#  > Geral >  > Certificação >  >  Cursos On Line MikroTik

## Checkinho

Se eu tiver abrindo esse tópico no lugar errado,por favor me desculpe...é o seguinte,tudo que aprendi até hoje sobre MikroTik foi através desse Forum,mas sempre tive vontade de fazer um curso oficial,mas como na minha região nunca tem,fica meio dificil,gostaria de saber dos amigos se vale a pena fazer o curso da MikroTik On Line? veja só:.:: ENTELCO ::.

----------


## dmnetcatende

todo tipo de aprendijagem e valida...

----------


## tigreinformatica

*só por curiosidade, qual valor desse curso on-line ????*

----------


## Checkinho

> *só por curiosidade, qual valor desse curso on-line ????*


Hó amigo...lá no site tem todos os preços,entra lá!!!

----------


## elielton

Amigo também tem o da Lancore, este estou pensando em seriamente em fazer.

----------


## wirelessROCK

outra coisa, eles da entelco tem até uns livros de Mikrotik, eu comprei dois volumes e estou lendo devagar....

----------


## marlondomenech

> outra coisa, eles da entelco tem até uns livros de Mikrotik, eu comprei dois volumes e estou lendo devagar....


Mas o primeiro dos livros não é lá grandes coisas... não achei que vale o que me cobraram...

----------


## wondernetwork

> Mas o primeiro dos livros não é lá grandes coisas... não achei que vale o que me cobraram...


pois é, fiz uma pesquiza no site da tal entelco postei aqui minha opinião que achava muito caro por ser on-line.
e que acho o curso dado no brasil inteiro pela mdbrasil, ministrado pelo (maia,sergio etc.. ) era show de bola no qual já fiz 
um aqui em curitiba ...adivinhem... só os tais moderadores me cortaram.
algum moderador desses ai pode me responder aqui no forum
esses moderadores tem algum critério ????

----------


## wirelessROCK

Bom dia amigos,

Bom, eu fiz alguns cursos com a ENTELCO TELECOM e achei espetacular, pois a abordagem e o conhecimento do engenheiro que ministrou foi realmente um show.
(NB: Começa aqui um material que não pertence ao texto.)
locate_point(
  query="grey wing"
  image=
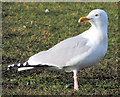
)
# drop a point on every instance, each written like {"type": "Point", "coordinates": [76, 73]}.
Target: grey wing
{"type": "Point", "coordinates": [61, 53]}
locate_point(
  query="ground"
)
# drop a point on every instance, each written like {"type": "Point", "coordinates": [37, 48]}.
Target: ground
{"type": "Point", "coordinates": [27, 29]}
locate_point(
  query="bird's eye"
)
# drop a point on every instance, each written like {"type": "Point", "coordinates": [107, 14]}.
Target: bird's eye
{"type": "Point", "coordinates": [96, 15]}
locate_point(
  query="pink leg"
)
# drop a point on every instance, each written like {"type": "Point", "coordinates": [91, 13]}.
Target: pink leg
{"type": "Point", "coordinates": [75, 80]}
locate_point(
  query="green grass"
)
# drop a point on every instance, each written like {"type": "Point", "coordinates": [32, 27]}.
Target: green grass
{"type": "Point", "coordinates": [27, 30]}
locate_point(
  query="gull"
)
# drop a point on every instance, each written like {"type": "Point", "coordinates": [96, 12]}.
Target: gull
{"type": "Point", "coordinates": [78, 52]}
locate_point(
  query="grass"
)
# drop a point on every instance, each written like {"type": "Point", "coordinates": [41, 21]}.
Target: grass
{"type": "Point", "coordinates": [27, 30]}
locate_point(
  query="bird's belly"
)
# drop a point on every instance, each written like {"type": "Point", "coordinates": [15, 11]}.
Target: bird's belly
{"type": "Point", "coordinates": [87, 59]}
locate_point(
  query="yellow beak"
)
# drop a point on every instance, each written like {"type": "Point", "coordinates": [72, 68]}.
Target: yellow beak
{"type": "Point", "coordinates": [82, 19]}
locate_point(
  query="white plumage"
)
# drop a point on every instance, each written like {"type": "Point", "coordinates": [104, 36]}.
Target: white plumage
{"type": "Point", "coordinates": [77, 52]}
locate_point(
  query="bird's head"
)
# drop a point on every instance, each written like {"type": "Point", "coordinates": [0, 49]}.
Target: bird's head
{"type": "Point", "coordinates": [96, 17]}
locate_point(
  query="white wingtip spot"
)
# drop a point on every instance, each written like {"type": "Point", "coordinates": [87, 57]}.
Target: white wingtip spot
{"type": "Point", "coordinates": [24, 64]}
{"type": "Point", "coordinates": [12, 65]}
{"type": "Point", "coordinates": [18, 64]}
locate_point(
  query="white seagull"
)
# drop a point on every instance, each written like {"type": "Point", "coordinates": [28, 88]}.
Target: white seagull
{"type": "Point", "coordinates": [73, 54]}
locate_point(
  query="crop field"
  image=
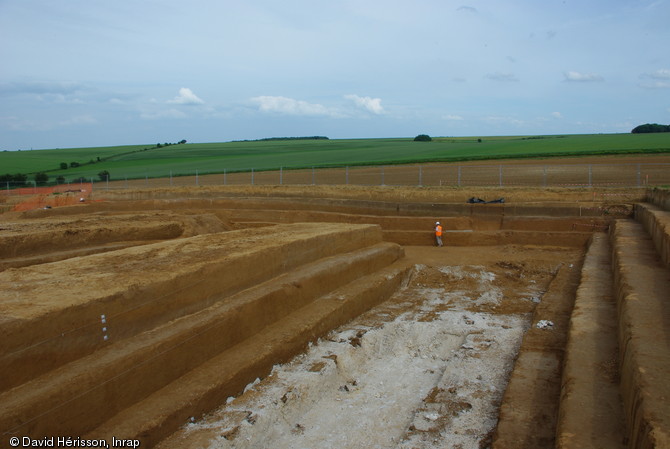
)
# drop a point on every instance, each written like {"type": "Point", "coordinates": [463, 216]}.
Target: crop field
{"type": "Point", "coordinates": [149, 161]}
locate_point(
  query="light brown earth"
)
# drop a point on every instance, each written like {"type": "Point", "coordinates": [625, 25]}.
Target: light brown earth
{"type": "Point", "coordinates": [486, 375]}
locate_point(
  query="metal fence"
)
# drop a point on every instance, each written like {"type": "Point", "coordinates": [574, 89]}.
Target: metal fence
{"type": "Point", "coordinates": [456, 175]}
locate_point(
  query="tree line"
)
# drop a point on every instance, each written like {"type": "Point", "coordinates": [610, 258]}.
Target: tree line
{"type": "Point", "coordinates": [651, 128]}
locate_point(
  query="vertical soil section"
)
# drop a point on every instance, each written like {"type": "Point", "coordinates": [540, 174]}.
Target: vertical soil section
{"type": "Point", "coordinates": [529, 411]}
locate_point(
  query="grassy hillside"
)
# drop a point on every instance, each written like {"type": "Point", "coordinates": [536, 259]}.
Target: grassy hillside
{"type": "Point", "coordinates": [145, 160]}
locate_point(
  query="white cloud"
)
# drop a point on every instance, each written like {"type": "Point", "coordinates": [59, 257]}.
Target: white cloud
{"type": "Point", "coordinates": [373, 105]}
{"type": "Point", "coordinates": [79, 120]}
{"type": "Point", "coordinates": [290, 106]}
{"type": "Point", "coordinates": [659, 79]}
{"type": "Point", "coordinates": [469, 9]}
{"type": "Point", "coordinates": [163, 113]}
{"type": "Point", "coordinates": [572, 76]}
{"type": "Point", "coordinates": [504, 77]}
{"type": "Point", "coordinates": [661, 74]}
{"type": "Point", "coordinates": [186, 96]}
Eu também comprei os livros, mas como o colega acima que já é certificado se adquiriu um livro deste vai achar mesmo que o conteúdo não agregou mais nada a seu conhecimento, pois ele já o tinha concordam ?

Mas quando se trata de quem esta começando ou quem está no meio do caminho,em minha opnião é um conteúdo muito bom, mas o conteúdo do volume 2 realmente é bem melhor por se tratar de um assunto um pouco mais avançado.

Literatura sempre é bom, ler é mto bom, o que é preciso, é filtrar as informações que acabamos perdendo tempo em ler e que são "besteiras".

Eu estudo bastante realmente e aconselho o mesmo a todos. E a\os que podem ajudar, sempre serão bem vindos.

[]
Rock

----------


## wirelessROCK

claro, um dos moderadores é um professor da md...rs. se falar deles e não interessar a eles...vão te cortar mesmo...hehe, mas lute pelo justo.. apoiado.




> pois é, fiz uma pesquiza no site da tal entelco postei aqui minha opinião que achava muito caro por ser on-line.
> e que acho o curso dado no brasil inteiro pela mdbrasil, ministrado pelo (maia,sergio etc.. ) era show de bola no qual já fiz 
> um aqui em curitiba ...adivinhem... só os tais moderadores me cortaram.
> algum moderador desses ai pode me responder aqui no forum
> esses moderadores tem algum critério ????

----------


## marlondomenech

Sobre o curso da MDBrasil. Não é puxar o saco, mas foi muito bom. Não tenho do que reclamar. Claro, você tem que ir com uma base de conhecimento sobre MK, já que o curso é para certificação. Entretanto, mesmo eu não tendo tando conhecimento sobre MK foi muito proveitoso.
Só foi salgado o preço.
Na época, entre hotel, curso e viagem gastei uns R$2300,00.

----------


## alyssonbmx

puts cara bem caro em ...

----------


## marlondomenech

> puts cara bem caro em ...


No meu caso, moro em SC, interior, e fui fazer o curso de 5 dias em Porto Alegre, uns 500km daqui.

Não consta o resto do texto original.